In the very early 80s, a lot of the original 1st generation punks had stopped going to the Harp. Punk had gone through a few changes and they were getting into other types of music. The next generation of mohawked foot soldiers of the GBH and the Exploited barmy army were the new majority - and they were establishing a scene in their own venue - the Anarchy Centre. This new generation had their own local bands like the great Defects and Stalag 17. Although this was not my style - I felt no connection with this Anarcho/Oi version of punk - and the likes of Crass, etc, were not the punk I loved (I didn't have any real interest anymore) - I've never lost my passion for all the great bands and music from my day. I set up a club night with a mate that we called Future Legend (after the Bowie track) in a local bar which Stage B and the Exps played on the first night - and I helped secure a venue for possibly the last punk club of this era in Belfast called the Manhattan with a pal of mine, Facer McVeigh, who was part of the Anarchy centre scene. The manager, Bongo, was a mate of ours and let us use the lounge bar - though I must confess - I wasn't very hands on. I only checked it out a couple of times - but it was well attended and a success. If punk taught you anything it was to have a go and don't be afraid of the consequences.

There were no svengalis waiting in the wings to finance and dictate everything here in Ulster - when Terri Hooley appeared on the scene it was already up and running - though he put his heart into helping the bands when he got involved - and he did create Good Vibrations and became a sort of older punk father figure. The kids here did it all themselves - this is why the punk scene here was so strong - it wasn't based on a shakey foundation of this year’s fashion - this was a lifestyle - and we all dived in head first. It was very creative - not negative at all (regardless of the press overreaction) - and we had some of the finest bands in the world. The rest were pretty damn good as well.

Without the influence of the Belfast punk scene - which was very empowering - I probably would never have picked up a guitar with any serious intent - or been in bands, written songs, customised clothes, written articles for the web and fanzines, designed posters, t-shirts and flyers, been on TV, helped the researchers for the punk years documentary series (I supplied what little NI punk stuff they used out off a large amount I sent), set up clubs and more. I made some good mates along the way too - so if it hadn’t been for punk rock - God knows what would have happened.

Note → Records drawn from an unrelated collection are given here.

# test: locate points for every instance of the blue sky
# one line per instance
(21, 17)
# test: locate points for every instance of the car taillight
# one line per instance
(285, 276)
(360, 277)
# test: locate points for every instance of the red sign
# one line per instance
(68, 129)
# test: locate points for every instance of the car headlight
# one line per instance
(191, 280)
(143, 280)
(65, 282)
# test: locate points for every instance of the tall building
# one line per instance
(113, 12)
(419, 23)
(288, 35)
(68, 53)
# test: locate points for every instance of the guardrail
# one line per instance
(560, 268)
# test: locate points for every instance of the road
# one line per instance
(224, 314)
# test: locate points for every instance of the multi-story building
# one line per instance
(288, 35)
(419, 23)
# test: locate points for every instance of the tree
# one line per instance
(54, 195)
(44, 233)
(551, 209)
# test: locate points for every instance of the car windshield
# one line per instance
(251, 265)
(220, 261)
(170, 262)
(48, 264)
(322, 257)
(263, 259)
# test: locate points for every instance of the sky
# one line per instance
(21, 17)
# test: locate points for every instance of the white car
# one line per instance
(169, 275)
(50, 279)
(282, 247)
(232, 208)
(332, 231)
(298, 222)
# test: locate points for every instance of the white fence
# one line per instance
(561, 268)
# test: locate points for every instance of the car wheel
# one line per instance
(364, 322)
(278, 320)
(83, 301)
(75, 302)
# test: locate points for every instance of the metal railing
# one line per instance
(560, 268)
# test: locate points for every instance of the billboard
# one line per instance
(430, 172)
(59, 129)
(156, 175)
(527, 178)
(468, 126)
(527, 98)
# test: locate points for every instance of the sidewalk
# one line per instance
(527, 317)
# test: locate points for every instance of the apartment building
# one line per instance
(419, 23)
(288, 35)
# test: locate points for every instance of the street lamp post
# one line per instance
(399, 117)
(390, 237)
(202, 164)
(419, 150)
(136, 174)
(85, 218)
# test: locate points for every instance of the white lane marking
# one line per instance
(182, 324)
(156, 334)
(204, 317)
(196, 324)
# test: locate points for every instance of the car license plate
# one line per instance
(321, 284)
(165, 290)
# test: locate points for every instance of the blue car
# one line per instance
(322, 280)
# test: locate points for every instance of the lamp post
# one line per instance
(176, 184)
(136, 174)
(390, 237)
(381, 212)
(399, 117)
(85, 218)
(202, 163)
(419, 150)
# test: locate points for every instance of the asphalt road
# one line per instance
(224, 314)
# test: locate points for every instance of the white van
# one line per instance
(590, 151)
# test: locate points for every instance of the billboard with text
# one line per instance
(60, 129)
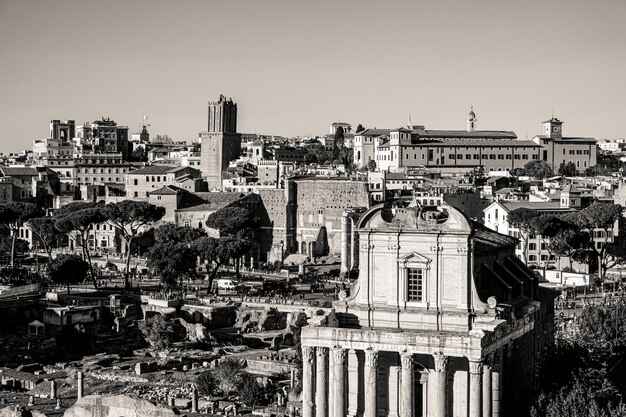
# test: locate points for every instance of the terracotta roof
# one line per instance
(18, 172)
(167, 190)
(374, 132)
(213, 206)
(539, 205)
(487, 239)
(474, 142)
(155, 169)
(221, 196)
(464, 134)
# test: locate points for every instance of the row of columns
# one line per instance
(321, 399)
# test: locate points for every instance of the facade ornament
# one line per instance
(441, 362)
(407, 360)
(308, 354)
(322, 352)
(339, 356)
(476, 367)
(371, 358)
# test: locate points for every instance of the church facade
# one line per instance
(444, 320)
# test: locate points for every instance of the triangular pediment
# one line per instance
(414, 257)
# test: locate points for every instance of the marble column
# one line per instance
(345, 242)
(339, 381)
(321, 383)
(487, 389)
(308, 389)
(371, 383)
(408, 387)
(496, 377)
(476, 389)
(194, 401)
(81, 385)
(441, 372)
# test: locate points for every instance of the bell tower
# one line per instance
(553, 128)
(471, 120)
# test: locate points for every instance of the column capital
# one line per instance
(308, 354)
(371, 358)
(475, 366)
(441, 362)
(339, 356)
(322, 352)
(406, 358)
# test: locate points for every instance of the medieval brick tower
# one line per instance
(220, 143)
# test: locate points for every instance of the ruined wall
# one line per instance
(320, 205)
(115, 406)
(273, 224)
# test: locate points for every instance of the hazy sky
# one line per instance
(294, 66)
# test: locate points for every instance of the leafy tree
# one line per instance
(46, 232)
(225, 378)
(230, 221)
(68, 270)
(606, 165)
(547, 226)
(6, 245)
(523, 219)
(569, 242)
(603, 326)
(139, 154)
(81, 221)
(170, 232)
(73, 207)
(249, 390)
(601, 217)
(130, 218)
(539, 169)
(13, 215)
(321, 155)
(568, 169)
(214, 251)
(173, 262)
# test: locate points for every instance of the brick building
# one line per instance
(444, 320)
(141, 182)
(221, 143)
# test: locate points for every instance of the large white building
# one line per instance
(444, 320)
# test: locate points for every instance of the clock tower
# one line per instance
(552, 128)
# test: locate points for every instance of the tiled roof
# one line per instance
(374, 132)
(487, 237)
(167, 190)
(539, 205)
(214, 206)
(221, 196)
(464, 134)
(474, 142)
(155, 169)
(16, 172)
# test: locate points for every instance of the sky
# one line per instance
(294, 67)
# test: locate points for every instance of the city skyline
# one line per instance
(295, 68)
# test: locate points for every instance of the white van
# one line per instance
(226, 285)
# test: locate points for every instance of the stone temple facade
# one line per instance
(443, 321)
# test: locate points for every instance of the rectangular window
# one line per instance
(415, 282)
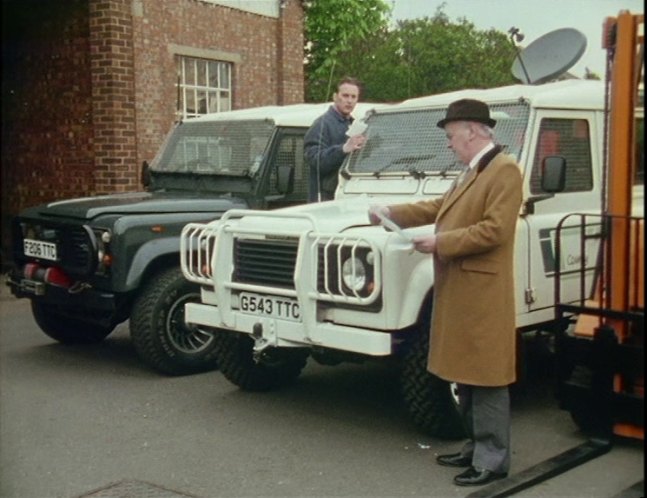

There’s been a strong retro punk scene here in Belfast for the last few years - post publication of "It Makes You Want To Spit" - and bands like our own punk super—group, $hame Academy, made up of ex members of Rudi, Outcasts and Stalag 17. Other bands from our punk past like the Defects, Exps and Ruefrex have re-emerged - with others like Stage B due to follow in the near future. The gigs are great fun as you don't know who you’re gonna bump into - you often meet up with old faces you may not have seen for over 20 years.

Ulster punx


Punk has a lot to answer for - thank God I was there to experience it all.